Photo courtesy of Danny Giancioppo
For Danny Giancioppo, a senior creative writing major with a double minor in journalism and RTVF, the most defining moments of his life were not thought through, but rather written. And as he saw the events on paper, he was able to understand people’s actions as well as his reactions, slowly shaping his worldview. Eventually, those stories that helped him sort through his thoughts allowed him to develop his authorial voice and characters, in hopes of offering others that same clarity. This is what makes him a writer.
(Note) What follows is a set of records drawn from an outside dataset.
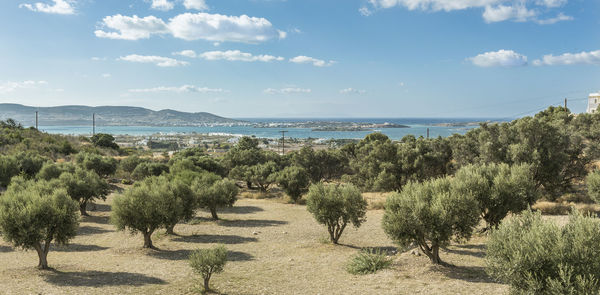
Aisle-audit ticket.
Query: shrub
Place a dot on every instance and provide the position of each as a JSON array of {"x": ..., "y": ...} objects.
[
  {"x": 593, "y": 185},
  {"x": 498, "y": 188},
  {"x": 294, "y": 181},
  {"x": 207, "y": 262},
  {"x": 368, "y": 261},
  {"x": 33, "y": 214},
  {"x": 430, "y": 214},
  {"x": 335, "y": 206},
  {"x": 213, "y": 193},
  {"x": 535, "y": 256},
  {"x": 84, "y": 186}
]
In his words, “being a writer is being able to kind of do magic … It’s kind of being able to show someone that you have nothing up your sleeves and then just reach into seemingly nothing, just an invisible world, and it looks like you just disappeared. And then you pull something back and all of a sudden you have this story in this world that never existed and suddenly does.” It’s pulling from personal experiences and one’s imagination in order to create a shared experience. Giancioppo considers everyone to be a storyteller, seeing value in all experiences, but that doesn’t mean everyone is a writer or able to transfer the ideas into a skill.
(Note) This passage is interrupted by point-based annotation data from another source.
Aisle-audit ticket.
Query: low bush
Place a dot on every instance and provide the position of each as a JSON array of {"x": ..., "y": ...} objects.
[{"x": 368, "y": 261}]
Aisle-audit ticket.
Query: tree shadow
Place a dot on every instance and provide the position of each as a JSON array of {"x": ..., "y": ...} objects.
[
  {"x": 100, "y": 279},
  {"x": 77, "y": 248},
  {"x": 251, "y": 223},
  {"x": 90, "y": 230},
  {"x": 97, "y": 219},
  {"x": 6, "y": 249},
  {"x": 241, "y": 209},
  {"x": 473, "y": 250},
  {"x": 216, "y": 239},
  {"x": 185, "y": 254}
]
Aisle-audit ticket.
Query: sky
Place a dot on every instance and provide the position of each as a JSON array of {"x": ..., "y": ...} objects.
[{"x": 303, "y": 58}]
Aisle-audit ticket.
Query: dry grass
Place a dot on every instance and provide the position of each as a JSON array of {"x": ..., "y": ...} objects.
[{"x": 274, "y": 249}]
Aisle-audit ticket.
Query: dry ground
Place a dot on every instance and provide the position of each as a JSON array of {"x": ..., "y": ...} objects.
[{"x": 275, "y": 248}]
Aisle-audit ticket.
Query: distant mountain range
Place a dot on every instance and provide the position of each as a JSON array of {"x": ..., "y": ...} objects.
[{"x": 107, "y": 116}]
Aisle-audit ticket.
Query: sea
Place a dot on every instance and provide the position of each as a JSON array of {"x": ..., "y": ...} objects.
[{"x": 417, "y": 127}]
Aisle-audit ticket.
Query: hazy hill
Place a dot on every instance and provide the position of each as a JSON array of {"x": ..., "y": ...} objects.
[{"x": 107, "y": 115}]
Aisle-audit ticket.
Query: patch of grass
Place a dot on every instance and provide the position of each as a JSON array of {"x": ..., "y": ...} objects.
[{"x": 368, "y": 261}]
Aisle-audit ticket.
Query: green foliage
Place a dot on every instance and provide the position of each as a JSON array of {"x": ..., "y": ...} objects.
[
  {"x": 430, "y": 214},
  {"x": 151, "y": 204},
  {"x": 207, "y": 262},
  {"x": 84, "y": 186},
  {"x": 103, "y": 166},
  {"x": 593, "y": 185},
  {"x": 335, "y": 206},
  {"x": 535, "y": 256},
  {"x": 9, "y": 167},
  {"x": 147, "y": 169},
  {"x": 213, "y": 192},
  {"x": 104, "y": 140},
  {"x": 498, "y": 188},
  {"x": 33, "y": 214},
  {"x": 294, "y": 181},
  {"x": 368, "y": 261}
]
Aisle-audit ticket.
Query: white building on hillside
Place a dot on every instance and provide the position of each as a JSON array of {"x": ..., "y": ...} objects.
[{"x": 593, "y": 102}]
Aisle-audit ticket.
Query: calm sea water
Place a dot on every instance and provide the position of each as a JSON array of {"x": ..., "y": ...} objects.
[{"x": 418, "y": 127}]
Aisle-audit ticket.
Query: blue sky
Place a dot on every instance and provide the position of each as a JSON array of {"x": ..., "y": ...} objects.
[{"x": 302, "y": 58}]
His passion for this craft developed in the 30-minute journal sessions he was granted in grade school. He would pull out his composition notebook, in a school desk too tall for him to comfortably reach his feet to the ground, and while others used the moment of freedom to doodle, he would write. By eighth grade, writing became a part of him and he was able to transport all the way to the sun – that is, in his mind. “It was kind of about a demigod kid like Hercules who ends up fighting against Cronus, and throws him into the sun,” Giancioppo said, reflecting on the first story he was truly proud of. “And he throws him so hard that the sun spins around the world. And it was like, oh, that’s why there’s day and night, because this Greek hero threw Cronos into the sun and made it start revolving.” He explained that his stories tend to have a fantastical element, inspired by his favorite author, Stephen King.
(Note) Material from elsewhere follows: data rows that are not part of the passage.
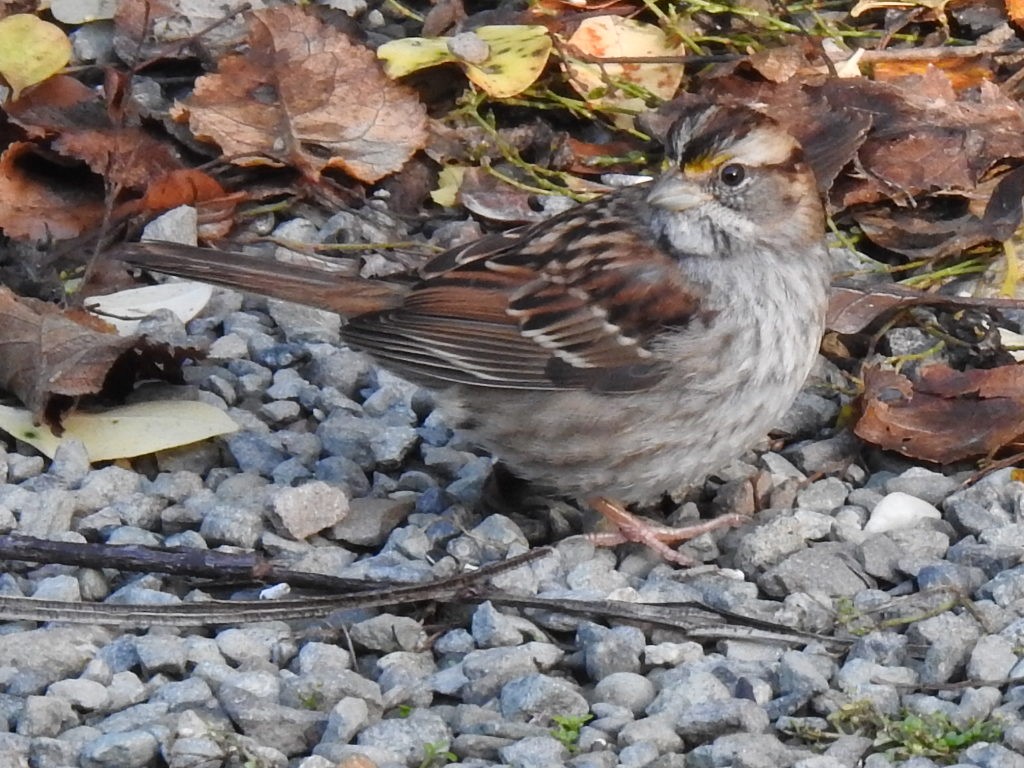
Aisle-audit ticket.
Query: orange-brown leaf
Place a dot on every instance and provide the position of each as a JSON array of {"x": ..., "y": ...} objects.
[
  {"x": 947, "y": 417},
  {"x": 305, "y": 95},
  {"x": 49, "y": 358},
  {"x": 33, "y": 209}
]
Giancioppo even has a summer house in Maine, the same town that King lives in. After sharing his alarming knowledge of King’s movements, followed by laughter and reassurance that the town is very small, Giancioppo explained how the iconic author has shaped his love for writing. He is not only familiar with where King takes his morning walks but has read many of his novels and takes inspiration from his storytelling techniques.
“‘The Green Mile,’ although it has some fantastical elements, is kind of just the characters’ lives and he does a really great job of incorporating very human elements into his stories and always talking about this idea of growth,” Giancioppo said. “Even if the characters are all adults, there’s always this idea of growth and movement and memory and the evil in people, but also the best in people. And those kinds of things are the kinds of writing that I hope to emulate to some degree or other.”
Giancioppo has completed about three manuscripts to date. “At this point, now almost six coming on seven years later, I still have written like two or three different drafts of those books. And they were a way for me to express things in my life that I felt like I couldn’t really say in real life,” Giancioppo said. “I would take these problems or these issues or feelings or memories or thoughts, and I would sort of expand upon them, put them into this imaginary world that didn’t exist and pull something back out.”
In these stories, Giancioppo grapples with the authenticity of his friendships, as well as his own self-scrutiny. He wrote a superhero story of a boy, a character comparable to the combination of Tony Stark and Tom Holland’s Spiderman, who found himself not only confronted with a supernatural destiny, but with the question of whether he’s a good man. “At the core of it, it’s just about a kid who’s trying to figure out if he’s a good person,” Giancioppo explained. “I’m not really doing it in the first place for money; that would just kind of be a cool bonus,” he explained. “But telling the stories is, as cheesy as it sounds, more than enough reward in and of itself.”
Developing this mentality as a writer is crucial – writers must bare their souls on the page while also subjecting themselves to constant rejection. Giancioppo’s brave efforts, so far, have seldom been accompanied by external validation, forcing him to let his passion be enough. “I don’t think a lot of my self-worth is [placed] on my writing specifically because there hasn’t ever really been a moment where I didn’t know that this is what I’m supposed to do,” he said.
“I probably submitted like 10 short stories to probably like 30 different places, and I submitted a novel to a publishing agency. And I’m in the process right now of working with artists to submit a pitch package for a comic series. And like, who knows where any of those might go?” Giancioppo said. “All of them … have been rejections, but it’s never a thing where seeing those rejections or even having them stack up becomes a feeling of, ‘oh, I can’t do this or I’m not worth it.’ It’s more just a feeling like, all right, cool, I’m not ready yet, but I just need to keep going and keep trying because I know that I have something, because it wouldn’t feel as right as it does to write – and to consider myself a writer wouldn’t feel as right as it does – if there wasn’t something there.”
His clarity, despite the insecurity, is because he loves to write, with as much depth as that word can carry. And that love is what makes him who he is. For Giancioppo, writing is not a hobby or a career but his language, and he will never stop speaking.